Toutefois, son âge lui procure une sorte de coussin. Quitte à ne pas avoir une bonne saison, Fernandez a le temps. Le temps nécessaire pour mieux faire les choses.

Depuis son ascension à Flushing Meadows, c’est le calme plat pour la Québécoise de 20 ans. Elle a gagné un titre à Monterrey, certes, mais elle n’a jamais pu revivre l’ivresse de la victoire et goûter à nouveau à l’engouement suscité par une envolée victorieuse sur l’une des plus grandes scènes du monde.

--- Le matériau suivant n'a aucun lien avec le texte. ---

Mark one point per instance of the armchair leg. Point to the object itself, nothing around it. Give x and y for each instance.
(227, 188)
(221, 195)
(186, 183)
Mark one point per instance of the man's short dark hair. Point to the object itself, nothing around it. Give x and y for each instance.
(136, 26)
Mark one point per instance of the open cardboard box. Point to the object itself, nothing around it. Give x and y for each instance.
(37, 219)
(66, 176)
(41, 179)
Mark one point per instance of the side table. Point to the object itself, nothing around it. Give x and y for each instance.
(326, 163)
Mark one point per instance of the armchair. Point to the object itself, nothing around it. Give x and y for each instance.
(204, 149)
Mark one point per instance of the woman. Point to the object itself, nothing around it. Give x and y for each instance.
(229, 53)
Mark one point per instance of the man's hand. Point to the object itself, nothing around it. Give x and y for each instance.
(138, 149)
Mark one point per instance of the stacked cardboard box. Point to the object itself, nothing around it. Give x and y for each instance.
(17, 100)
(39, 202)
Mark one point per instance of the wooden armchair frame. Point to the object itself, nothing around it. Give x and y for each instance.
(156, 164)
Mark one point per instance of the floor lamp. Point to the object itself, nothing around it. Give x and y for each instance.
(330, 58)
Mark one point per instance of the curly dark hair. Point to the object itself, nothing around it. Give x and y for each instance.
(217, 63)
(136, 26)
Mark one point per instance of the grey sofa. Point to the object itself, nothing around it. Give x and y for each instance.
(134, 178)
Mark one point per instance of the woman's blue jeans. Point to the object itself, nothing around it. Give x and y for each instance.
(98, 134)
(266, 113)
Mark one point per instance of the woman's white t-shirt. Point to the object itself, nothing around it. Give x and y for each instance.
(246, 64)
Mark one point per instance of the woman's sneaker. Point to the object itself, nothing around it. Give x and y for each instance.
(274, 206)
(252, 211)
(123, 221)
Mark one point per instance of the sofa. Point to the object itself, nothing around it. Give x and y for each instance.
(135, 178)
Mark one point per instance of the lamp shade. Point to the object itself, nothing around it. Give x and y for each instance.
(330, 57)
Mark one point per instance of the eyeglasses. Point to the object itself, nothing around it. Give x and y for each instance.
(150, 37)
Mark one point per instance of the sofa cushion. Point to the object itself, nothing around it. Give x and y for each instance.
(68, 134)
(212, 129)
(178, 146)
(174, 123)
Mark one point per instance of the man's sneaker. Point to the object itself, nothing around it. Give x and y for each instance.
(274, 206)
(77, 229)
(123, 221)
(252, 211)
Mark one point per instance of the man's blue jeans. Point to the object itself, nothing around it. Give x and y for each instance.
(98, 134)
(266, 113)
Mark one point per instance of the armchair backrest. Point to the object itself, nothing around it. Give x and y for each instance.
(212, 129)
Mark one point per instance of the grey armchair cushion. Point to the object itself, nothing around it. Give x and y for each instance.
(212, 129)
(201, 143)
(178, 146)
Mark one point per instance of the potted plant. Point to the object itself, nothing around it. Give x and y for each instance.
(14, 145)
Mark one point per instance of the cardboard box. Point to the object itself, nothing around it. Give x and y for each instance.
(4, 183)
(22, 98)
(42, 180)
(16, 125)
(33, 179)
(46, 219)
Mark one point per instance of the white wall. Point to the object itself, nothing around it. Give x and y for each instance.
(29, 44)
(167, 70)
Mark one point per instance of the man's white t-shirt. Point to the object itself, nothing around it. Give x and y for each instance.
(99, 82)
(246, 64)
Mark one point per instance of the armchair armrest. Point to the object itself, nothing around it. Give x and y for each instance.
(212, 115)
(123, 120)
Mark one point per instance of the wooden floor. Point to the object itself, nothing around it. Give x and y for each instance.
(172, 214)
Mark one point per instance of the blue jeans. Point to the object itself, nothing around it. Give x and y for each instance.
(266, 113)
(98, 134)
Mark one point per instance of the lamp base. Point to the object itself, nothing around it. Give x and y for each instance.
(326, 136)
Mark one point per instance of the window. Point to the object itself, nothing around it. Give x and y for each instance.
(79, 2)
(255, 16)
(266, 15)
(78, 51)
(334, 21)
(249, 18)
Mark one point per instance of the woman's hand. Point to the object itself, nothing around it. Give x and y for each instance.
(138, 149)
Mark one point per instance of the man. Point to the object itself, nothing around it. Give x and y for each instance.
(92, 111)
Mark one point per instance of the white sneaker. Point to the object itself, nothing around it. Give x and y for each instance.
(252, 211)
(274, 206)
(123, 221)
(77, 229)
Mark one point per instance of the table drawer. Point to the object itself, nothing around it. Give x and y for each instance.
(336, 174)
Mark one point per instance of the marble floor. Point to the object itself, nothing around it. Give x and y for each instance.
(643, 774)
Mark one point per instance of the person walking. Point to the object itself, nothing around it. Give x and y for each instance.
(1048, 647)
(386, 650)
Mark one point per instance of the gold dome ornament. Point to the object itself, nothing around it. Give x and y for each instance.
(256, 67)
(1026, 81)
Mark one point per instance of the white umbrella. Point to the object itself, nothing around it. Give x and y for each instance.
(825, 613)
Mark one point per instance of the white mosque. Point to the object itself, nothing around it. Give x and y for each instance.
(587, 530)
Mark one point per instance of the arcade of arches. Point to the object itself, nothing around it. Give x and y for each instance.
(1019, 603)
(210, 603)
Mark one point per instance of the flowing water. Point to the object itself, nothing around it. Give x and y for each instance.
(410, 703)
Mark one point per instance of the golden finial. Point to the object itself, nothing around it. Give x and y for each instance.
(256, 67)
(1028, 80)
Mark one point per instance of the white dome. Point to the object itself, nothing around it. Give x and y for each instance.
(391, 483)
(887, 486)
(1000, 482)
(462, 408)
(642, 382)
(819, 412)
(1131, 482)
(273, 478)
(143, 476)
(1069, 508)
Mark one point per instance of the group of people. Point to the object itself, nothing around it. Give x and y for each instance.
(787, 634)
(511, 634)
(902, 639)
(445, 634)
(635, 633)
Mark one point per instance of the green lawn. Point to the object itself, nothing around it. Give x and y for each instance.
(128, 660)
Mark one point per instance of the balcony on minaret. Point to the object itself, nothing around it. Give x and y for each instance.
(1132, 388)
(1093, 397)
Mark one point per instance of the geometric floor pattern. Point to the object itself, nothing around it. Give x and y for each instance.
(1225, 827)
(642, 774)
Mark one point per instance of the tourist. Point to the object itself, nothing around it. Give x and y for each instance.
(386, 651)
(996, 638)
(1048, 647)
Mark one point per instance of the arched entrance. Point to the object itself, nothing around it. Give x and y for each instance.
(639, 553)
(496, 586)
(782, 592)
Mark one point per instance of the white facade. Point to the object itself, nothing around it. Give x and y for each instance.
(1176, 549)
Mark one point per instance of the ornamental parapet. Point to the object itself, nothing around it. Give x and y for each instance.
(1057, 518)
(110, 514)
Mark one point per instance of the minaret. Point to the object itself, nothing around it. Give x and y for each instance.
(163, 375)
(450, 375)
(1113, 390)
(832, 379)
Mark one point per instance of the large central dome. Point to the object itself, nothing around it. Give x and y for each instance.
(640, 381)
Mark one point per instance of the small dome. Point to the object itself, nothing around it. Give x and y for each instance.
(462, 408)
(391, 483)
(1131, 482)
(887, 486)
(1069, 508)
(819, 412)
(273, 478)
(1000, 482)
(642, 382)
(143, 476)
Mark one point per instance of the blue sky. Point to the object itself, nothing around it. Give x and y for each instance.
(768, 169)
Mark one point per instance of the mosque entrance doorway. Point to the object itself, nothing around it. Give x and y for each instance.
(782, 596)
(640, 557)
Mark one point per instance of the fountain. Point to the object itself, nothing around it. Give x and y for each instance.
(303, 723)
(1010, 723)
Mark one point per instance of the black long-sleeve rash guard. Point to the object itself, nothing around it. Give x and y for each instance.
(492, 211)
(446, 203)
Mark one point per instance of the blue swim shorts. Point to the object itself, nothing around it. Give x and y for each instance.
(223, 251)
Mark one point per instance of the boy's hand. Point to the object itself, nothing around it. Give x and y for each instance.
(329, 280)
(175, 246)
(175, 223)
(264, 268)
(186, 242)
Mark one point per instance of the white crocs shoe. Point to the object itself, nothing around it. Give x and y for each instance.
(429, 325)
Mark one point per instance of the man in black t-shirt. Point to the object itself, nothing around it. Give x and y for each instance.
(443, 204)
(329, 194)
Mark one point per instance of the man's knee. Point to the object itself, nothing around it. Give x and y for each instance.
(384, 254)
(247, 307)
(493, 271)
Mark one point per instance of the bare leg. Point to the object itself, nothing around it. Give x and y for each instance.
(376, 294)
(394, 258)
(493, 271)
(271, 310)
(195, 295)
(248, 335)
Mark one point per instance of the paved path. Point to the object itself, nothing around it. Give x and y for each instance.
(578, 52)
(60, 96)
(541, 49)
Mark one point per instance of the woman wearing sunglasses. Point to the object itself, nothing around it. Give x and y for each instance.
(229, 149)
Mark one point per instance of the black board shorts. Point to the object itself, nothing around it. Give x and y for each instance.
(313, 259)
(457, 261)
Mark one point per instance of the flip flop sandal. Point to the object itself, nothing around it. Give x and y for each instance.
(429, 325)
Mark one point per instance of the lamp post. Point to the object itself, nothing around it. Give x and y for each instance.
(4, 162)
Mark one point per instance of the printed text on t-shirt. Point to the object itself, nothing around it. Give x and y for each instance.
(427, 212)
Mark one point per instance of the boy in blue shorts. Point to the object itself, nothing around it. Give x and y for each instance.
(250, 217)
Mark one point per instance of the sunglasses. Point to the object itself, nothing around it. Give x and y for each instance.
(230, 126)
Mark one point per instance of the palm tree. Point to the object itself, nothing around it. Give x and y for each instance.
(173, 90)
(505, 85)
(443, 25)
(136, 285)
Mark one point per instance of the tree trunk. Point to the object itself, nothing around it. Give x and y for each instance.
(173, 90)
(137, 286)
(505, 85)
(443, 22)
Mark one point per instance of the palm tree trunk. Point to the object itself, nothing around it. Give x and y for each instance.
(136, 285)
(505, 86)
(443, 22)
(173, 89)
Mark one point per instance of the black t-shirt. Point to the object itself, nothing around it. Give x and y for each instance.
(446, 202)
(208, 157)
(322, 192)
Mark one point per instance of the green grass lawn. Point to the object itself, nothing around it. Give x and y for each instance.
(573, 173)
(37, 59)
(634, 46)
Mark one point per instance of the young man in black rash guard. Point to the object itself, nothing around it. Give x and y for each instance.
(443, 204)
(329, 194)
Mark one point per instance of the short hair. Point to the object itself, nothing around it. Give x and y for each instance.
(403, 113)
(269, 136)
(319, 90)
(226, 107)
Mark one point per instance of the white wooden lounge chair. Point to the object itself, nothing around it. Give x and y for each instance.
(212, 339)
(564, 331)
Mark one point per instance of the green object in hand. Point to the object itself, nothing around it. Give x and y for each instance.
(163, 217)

« Les résultats ne sont pas là », a-t-elle confié à La Presse, dans un bureau du Pacific Coliseum de Vancouver, où elle se trouve en préparation de la phase de qualifications de la Coupe Billie Jean King.

Vêtue d’un survêtement Fila aux couleurs de l’équipe nationale, Fernandez a été très lucide au moment d’analyser ses derniers mois sur le circuit de la WTA. « C’est un peu compliqué. »

PHOTO DARRYL DYCK, LA PRESSE CANADIENNE

Leylah Annie Fernandez fera partie de l’équipe canadienne aux qualifications de la Coupe Billie Jean King ce week-end.

Treizième joueuse mondiale l’été dernier, la gauchère peine à aligner les victoires. Elle a été incapable de gagner plus de deux matchs de suite depuis le début de la saison. Son jeu n’a rien de catastrophique. Elle n’a pas perdu la touche nécessairement. Elle est seulement incapable d’être constante. Invariablement, elle s’échine face aux meilleures joueuses, sans pour autant s’assurer de remporter ces matchs cruciaux dans sa quête de revenir dans l’élite mondiale.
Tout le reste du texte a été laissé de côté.